Examples of successful GEF support include the Strategic Partnership for a Sustainable Fisheries Investment Fund in Sub-Saharan Africa, established in order to reverse unsustainable fisheries in the LMEs, and the Partnerships in Environmental Management for the Seas of East Asia (PEMSEA), a successful regional coordinating mechanism for the implementation of the Sustainable Development Strategy for the Seas of East Asia. 

 

Fishing boats on East Sea. Photo: © Lucas Jans / Flickr

 

GEF’s focus on catalyzing multi-state cooperation means that the multiple stressors on coastal and marine eco-systems are addressed collectively, with countries acting together so that communities benefit from on-the ground results in improved livelihoods and access to safe water sources. Where capacity is built and collective action programs agreed, GEF supports implementation of Strategic Action Programs with reforms and investments that focus on results.

The Benguela Current LME, another important GEF investment, has been threatened by destructive fishing gear, pollution, and habitat loss for decades. Not only have these trends harmed the marine environments, they also represented a threat to the food security of millions of people whose lives depend directly on fishing. For this reason, the GEF provided support to Angola, Namibia, and South Africa in their efforts to create the new, ecosystem-based, Benguela Current Commission – the first Large Marine Ecosystem commission in the world.

 

The GEF supports awareness raising activities about the myriad of challenges faced by the world’s oceans.
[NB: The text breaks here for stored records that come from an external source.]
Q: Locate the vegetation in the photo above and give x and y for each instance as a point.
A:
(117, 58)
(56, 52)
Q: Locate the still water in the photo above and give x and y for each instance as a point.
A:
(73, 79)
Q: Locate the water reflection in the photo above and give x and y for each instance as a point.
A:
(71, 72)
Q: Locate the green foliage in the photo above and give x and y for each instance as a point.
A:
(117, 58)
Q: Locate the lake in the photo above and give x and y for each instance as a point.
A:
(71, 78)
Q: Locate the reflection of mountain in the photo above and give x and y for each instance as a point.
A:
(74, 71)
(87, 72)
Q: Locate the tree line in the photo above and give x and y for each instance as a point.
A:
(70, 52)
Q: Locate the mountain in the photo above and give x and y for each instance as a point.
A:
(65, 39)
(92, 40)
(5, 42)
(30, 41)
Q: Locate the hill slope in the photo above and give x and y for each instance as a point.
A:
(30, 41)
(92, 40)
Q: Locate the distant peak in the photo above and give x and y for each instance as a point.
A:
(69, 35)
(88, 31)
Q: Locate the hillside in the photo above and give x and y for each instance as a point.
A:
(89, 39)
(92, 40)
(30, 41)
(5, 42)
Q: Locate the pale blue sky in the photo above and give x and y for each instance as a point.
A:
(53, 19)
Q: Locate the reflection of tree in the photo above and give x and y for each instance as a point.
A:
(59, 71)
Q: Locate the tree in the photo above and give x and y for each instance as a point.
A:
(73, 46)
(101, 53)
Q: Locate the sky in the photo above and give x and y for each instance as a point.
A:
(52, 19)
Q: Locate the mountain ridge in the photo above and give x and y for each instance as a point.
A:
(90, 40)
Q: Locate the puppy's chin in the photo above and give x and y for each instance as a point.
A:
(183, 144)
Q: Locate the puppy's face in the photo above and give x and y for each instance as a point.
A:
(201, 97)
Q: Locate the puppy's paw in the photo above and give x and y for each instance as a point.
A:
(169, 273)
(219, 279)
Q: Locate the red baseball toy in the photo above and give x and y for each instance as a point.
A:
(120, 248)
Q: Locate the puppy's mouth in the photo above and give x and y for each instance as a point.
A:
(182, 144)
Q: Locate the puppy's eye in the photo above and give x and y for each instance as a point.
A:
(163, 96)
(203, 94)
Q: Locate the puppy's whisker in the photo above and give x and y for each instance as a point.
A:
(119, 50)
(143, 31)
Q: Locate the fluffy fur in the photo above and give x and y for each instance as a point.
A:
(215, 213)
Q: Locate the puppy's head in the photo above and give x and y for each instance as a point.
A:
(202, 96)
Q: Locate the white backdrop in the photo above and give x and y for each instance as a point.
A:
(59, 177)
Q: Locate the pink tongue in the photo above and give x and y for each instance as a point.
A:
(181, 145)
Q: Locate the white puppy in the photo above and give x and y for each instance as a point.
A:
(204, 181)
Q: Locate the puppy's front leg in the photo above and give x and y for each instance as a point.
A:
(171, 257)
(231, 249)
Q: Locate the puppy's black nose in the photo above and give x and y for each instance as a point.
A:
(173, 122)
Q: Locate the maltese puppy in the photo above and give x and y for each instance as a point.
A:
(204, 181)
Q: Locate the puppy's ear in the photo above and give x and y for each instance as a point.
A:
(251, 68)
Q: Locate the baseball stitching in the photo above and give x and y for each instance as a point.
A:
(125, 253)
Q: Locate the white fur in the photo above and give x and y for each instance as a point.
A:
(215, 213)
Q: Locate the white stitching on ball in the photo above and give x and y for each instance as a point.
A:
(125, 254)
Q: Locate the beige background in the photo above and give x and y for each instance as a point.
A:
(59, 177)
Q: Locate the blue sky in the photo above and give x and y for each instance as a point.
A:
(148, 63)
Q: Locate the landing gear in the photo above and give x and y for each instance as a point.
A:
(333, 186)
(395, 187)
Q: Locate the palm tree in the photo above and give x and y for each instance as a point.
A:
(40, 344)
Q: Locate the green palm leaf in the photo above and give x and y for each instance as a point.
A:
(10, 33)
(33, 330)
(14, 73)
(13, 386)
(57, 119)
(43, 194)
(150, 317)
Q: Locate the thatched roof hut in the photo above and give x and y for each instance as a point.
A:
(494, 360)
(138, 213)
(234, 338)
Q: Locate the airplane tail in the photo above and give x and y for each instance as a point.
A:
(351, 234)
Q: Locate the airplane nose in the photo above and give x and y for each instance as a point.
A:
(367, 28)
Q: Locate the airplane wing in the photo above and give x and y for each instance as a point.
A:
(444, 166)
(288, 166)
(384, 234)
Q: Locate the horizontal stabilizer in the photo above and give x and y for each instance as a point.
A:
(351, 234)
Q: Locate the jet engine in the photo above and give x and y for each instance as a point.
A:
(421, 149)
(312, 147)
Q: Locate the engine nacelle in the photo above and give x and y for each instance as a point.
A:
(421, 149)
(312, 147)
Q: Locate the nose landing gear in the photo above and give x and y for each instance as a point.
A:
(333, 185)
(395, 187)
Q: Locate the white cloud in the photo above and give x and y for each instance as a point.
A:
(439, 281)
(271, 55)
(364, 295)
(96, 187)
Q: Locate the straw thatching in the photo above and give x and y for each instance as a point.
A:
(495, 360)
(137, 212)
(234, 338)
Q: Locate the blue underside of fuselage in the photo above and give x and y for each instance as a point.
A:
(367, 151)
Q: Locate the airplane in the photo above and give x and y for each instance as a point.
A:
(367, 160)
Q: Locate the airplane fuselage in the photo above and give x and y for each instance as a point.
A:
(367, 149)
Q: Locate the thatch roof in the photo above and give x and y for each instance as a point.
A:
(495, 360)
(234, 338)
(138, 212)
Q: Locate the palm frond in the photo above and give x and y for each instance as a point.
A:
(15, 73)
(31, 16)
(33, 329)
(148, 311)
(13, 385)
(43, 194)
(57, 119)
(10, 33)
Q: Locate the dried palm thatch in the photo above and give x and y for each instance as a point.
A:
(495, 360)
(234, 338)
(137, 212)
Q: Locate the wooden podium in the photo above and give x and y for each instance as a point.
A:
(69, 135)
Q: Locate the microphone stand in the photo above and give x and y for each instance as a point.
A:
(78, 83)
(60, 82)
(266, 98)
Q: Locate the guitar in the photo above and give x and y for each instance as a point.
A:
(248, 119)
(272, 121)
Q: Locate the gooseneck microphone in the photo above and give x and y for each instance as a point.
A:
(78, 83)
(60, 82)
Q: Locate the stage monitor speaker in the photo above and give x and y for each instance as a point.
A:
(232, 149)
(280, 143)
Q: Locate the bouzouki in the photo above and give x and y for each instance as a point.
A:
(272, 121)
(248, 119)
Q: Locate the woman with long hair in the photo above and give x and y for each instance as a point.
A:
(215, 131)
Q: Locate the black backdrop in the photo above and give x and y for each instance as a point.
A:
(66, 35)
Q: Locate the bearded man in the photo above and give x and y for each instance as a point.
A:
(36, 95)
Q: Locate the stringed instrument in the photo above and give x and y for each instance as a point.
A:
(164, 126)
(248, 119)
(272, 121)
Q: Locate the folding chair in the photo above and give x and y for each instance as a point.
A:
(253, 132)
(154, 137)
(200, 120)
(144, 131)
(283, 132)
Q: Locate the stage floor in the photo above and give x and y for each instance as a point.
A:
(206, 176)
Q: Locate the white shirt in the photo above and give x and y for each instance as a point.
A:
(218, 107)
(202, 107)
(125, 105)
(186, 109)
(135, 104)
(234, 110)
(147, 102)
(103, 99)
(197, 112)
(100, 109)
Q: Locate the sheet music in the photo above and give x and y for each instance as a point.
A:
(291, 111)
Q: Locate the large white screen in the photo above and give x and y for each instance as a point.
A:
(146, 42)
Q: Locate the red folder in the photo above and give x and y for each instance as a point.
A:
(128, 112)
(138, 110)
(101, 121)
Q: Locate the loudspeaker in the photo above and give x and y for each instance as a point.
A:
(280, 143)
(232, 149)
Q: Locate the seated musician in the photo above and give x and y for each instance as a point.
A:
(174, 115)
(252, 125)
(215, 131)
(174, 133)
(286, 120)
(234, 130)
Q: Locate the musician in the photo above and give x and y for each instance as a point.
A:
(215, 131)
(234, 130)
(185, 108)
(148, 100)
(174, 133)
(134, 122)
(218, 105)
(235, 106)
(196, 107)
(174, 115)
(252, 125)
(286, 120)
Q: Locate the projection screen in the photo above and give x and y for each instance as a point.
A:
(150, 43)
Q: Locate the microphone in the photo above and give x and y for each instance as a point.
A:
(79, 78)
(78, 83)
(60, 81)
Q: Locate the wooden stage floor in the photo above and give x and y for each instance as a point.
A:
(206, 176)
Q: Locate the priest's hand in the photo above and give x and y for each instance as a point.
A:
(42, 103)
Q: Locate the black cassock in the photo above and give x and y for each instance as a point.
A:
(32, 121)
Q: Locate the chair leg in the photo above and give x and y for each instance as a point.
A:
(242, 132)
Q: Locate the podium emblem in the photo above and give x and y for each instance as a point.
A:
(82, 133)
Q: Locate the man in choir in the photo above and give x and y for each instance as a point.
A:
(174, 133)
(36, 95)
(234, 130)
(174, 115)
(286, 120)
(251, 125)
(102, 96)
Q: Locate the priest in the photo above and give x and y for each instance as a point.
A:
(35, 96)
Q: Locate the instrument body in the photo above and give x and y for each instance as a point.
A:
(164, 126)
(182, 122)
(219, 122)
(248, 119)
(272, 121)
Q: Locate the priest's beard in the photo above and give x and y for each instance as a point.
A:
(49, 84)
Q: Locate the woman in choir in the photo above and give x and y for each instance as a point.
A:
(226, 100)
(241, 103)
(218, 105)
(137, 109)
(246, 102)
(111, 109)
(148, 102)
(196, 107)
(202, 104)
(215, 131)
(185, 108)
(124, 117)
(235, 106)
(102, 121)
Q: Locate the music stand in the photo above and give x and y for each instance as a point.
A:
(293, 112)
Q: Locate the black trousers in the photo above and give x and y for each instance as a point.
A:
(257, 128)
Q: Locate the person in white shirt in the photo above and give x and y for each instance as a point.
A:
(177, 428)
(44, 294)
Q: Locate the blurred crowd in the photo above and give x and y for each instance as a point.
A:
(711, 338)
An example of this work is the Oceans film directed by Jacques Perrin and Jacques Cluzaud, featuring an exceptional look beneath the sea surface while both captivating and educating its audience.

While substantial results have been achieved over the years, the GEF recognizes the magnitude of the challenges ahead and insists that sustainable ocean management could become an enduring legacy of today’s generation of decision-makers if efforts are scaled up.